Oswaldo Cordova and Evangelina Abundis opened El Globo Restaurant LLC 14 years ago.
They moved the restaurant to South Division Avenue in Grand Rapids three years ago and have since expanded into catering. Now the couple wants to open a banquet hall and produce packaged foods, as well as spend more time thinking about the future and growing their business.
The willingness to expand and the confidence in those plans stems from lessons Cordova learned from Transformando West Michigan, a program the West Michigan Hispanic Chamber of Commerce launched a year and a half ago to support and train Hispanic small business owners in the skills they need to grow their companies.
Cordova credits Transformando West Michigan with helping him to look differently at his business.
“It actually opened my mind to start thinking things over and to think higher,” he said. “The classes give you tools on what you can do better for your life and your business.”
That’s precisely what the West Michigan Hispanic Chamber seeks to accomplish with Transformando West Michigan, which has a broad, long-term goal over the next three decades to revitalize and uplift the Hispanic business community in West Michigan — from Grand Rapids to Kalamazoo and Holland to Muskegon.
“This is going to take an entire generation,” said Guillermo Cisneros, executive director of the West Michigan Hispanic Chamber.
The Hispanic business community across the region has been largely stagnant for years, Cisneros said. To change that status, the Hispanic Chamber crafted Transformando West Michigan to provide business training in Spanish for business owners who don’t speak English or are more comfortable with Spanish.
Many Hispanic business owners are immigrants or children of immigrants who came to West Michigan to work in manufacturing or agriculture. They later formed their own companies around a particular skill or trade and “have amazing services,” Cisneros said. However, they often lack business acumen or an understanding of the processes and systems they need to put in place to better organize, manage and grow their companies and create jobs, he said.
“We have an opportunity to develop these business owners,” said Cisneros, who joined the West Michigan Hispanic Chamber in March 2017.
“If we bring the resources and the necessary tools, the knowledge and the education to all of them, they want to be productive and successful and efficient, and if that happens, they will hire more people, their businesses will grow, and they will spend locally and the entire economy will benefit,” he said. “If we don’t do anything to support them and to build an infrastructure where they can learn different things in their own language, we’re going to be missing out on a huge segment of the population that we’re going to have here.”

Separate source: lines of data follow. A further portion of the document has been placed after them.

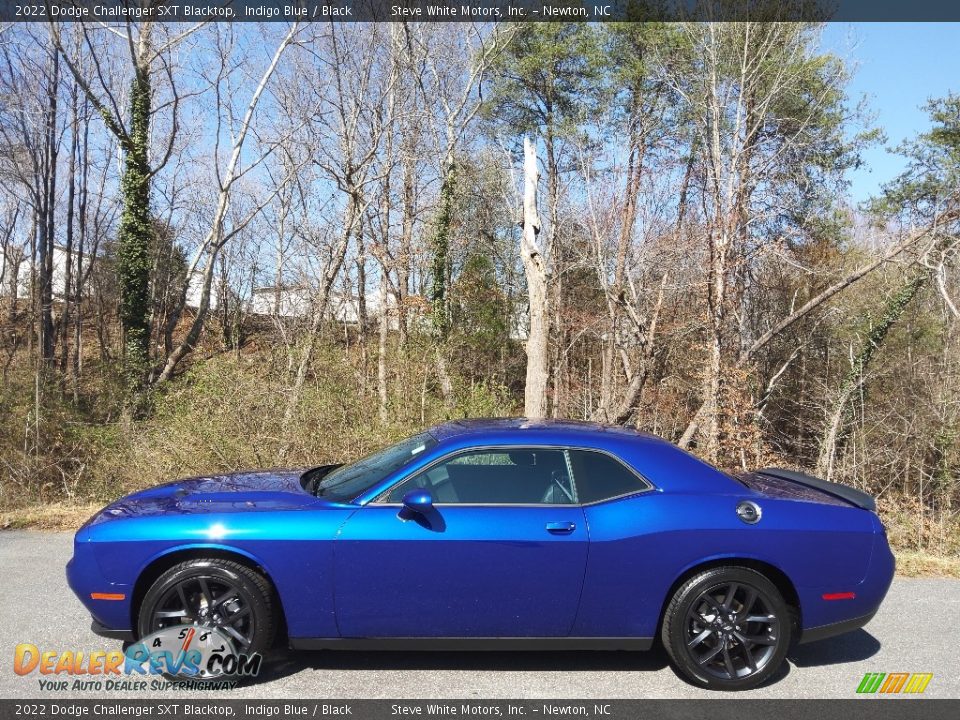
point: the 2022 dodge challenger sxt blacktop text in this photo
(497, 534)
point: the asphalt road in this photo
(915, 631)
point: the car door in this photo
(501, 553)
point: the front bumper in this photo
(839, 628)
(85, 577)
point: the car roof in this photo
(559, 431)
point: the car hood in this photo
(233, 492)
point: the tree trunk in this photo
(382, 348)
(853, 380)
(535, 393)
(134, 241)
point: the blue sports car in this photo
(497, 534)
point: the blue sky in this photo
(897, 66)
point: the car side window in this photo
(601, 477)
(509, 476)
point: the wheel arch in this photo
(773, 573)
(160, 564)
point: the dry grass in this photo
(918, 564)
(56, 516)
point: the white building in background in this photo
(296, 301)
(15, 270)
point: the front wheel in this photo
(207, 600)
(727, 628)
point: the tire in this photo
(727, 641)
(218, 594)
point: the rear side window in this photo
(600, 477)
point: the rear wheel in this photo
(727, 628)
(214, 594)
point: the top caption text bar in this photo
(110, 11)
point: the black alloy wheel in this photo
(222, 595)
(727, 628)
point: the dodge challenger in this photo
(496, 535)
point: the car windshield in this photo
(349, 481)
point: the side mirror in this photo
(418, 501)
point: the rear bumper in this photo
(85, 578)
(839, 628)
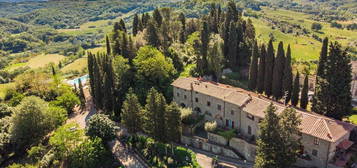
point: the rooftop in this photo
(255, 104)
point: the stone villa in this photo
(325, 141)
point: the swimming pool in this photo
(75, 81)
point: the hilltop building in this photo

The U.S. Census Bureau estimates that Hispanics and Latinos accounted for 15.3 percent of the population in Grand Rapids in 2018, and 24 percent in the City of Holland. Hispanics and Latinos also made up an estimated 10 percent of Kalamazoo’s population in 2018, according to the Census Bureau.
Even if the business owners are able to succeed and make a living, many lack the internal processes and systems to put their companies in a position to qualify for bank financing if they want to expand, said Ana Jose, program manager and a business consultant for Transformando West Michigan.
One of the program’s goals is to help businesses “create a good foundation to be able to move forward and to be bankable,” Jose said.
“Our goal is to make sure we change that narrative so they are actually prepared,” she said. “I want our clients to run good businesses and I just want them to do well and be looked at like any other business in Grand Rapids.”
Jose cites one Hispanic-owned business that has doubled revenue to $200,000 after going through the program.
The first cohort of 11 business owners, mostly restaurants, grocery stores and salons, went through the program’s “Feeding Minds, Mouths, and Buckets” session in 2018. The organization brought in experts and consultants for courses in areas such as human resources, financial planning, accounting and customer service, plus a class in food safety certification.
Oftentimes, those kinds of courses were available locally from organizations, but they didn’t have an instructor who spoke Spanish, Cisneros said. In one instance, a class was held with an interpreter, but “a lot of things got lost in translation,” he said.
So the West Michigan Hispanic Chamber reached out and was able to form partnerships with companies that could provide the classes in Spanish.
For example, the Grand Rapids office of Principal Financial Group flew in an adviser from Arizona who spoke Spanish to teach a five-week finance course, Cisneros said.
Other support for Transformando West Michigan has come from Gordon Food Service Inc., which contributed lessons in inventory management and ordering, and a group of business students at Grand Valley State University who assisted business owners in writing executive summaries for business plans.
The West Michigan Hispanic Chamber has been working to identify other skills gaps among members and create training to address those needs. Additional cohorts held this year and consisting of 12 to 15 business owners each focused on customer service, which was taught by Experience Grand Rapids, and human resources.
For 2020, the Hispanic Chamber plans to offer courses on customer service, business safety and security, bookkeeping, and accounting software, as well as repeat past cohorts, Cisneros said.
An added benefit from Transformando West Michigan has been the professional networking for the business owners, who keep in touch, offer advice or help out one another.
“They’re coming together, they are learning together, and they are developing their networks within the business community. That’s helping them to build confidence and build trust between each other so they are not isolated,” Cisneros said.
Transformando West Michigan has been backed financially with a $167,000 three-year grant from the Grand Rapids-based Wege Foundation, and about $94,000 from the Grand Rapids Economic Development Corp.
The West Michigan Hispanic Chamber is working to identify additional funding sources to maintain the program, Jose said.